Turkey Gravy
We love the body and depth a little sherry adds to the flavor of this gravy. Madeira and port will work equally well.
3 Cups
PrintIngredients
Reserved defatted Herb Rubbed Roasted Turkey pan drippings*
1/2 - 3/4 cup low sodium chicken broth
2 tablespoons unsalted butter
1/4 cup finely chopped shallots
2 garlic cloves, minced
1/4 cup sherry wine
3 tablespoons all-purpose flour, dissolved in 3 tablespoons water
1/4 teaspoon salt
1/8 teaspoon black pepper
Directions
- Combine reserved pan drippings with enough chicken broth to equal 3 cups.
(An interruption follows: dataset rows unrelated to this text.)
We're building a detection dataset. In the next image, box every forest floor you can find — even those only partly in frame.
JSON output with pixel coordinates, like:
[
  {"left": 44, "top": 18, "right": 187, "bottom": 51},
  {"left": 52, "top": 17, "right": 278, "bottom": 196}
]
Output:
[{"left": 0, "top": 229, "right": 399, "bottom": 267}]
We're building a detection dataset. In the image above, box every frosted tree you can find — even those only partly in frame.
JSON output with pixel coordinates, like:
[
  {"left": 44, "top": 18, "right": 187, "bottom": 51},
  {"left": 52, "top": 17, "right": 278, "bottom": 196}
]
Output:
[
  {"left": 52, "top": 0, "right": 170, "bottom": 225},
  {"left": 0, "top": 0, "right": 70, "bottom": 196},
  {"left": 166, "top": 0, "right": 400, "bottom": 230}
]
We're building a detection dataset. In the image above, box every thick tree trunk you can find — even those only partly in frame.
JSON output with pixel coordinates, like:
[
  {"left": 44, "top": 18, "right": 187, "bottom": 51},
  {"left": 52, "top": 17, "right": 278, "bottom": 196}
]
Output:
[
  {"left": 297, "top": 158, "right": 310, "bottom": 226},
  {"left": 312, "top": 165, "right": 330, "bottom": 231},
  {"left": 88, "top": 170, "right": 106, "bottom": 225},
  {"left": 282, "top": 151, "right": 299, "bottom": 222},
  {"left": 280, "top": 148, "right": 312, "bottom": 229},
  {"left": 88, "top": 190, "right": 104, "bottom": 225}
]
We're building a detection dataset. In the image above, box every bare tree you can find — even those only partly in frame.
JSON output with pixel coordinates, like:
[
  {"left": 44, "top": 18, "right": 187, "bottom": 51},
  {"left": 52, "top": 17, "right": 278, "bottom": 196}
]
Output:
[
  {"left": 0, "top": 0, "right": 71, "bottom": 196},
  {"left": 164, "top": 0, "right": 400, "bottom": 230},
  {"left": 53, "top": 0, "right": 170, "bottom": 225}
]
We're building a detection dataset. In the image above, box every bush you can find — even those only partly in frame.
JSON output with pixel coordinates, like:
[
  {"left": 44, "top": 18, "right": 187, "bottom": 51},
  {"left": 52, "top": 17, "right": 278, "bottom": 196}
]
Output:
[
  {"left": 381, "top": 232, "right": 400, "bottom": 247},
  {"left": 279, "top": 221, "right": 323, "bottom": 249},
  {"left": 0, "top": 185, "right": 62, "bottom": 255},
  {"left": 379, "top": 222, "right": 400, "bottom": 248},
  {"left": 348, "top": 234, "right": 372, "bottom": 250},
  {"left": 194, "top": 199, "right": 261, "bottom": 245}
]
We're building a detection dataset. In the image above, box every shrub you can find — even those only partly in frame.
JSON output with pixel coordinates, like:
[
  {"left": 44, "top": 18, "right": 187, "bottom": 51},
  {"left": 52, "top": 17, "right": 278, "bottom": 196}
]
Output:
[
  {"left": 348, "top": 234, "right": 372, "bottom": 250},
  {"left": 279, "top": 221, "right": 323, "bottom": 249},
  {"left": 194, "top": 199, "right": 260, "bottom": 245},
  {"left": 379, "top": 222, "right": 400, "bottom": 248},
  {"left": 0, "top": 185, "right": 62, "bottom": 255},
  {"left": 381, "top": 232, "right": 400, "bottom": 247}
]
- Melt the butter in a Farberware Glide 2-Qt Saucepan over medium-high heat. Add the shallots and garlic; cook, stirring occasionally, until starting to brown slightly, about 1 1/2-2 minutes. Pour in the sherry and cook until nearly evaporated, 1-2 minutes. Pour in the drippings and bring to a boil. Whisk in the flour mixture, return to a boil and cook, stirring, until thickened, about 2 minutes. Stir in salt and pepper. Strain if desired. Serve with Herb Rubbed Roasted Turkey.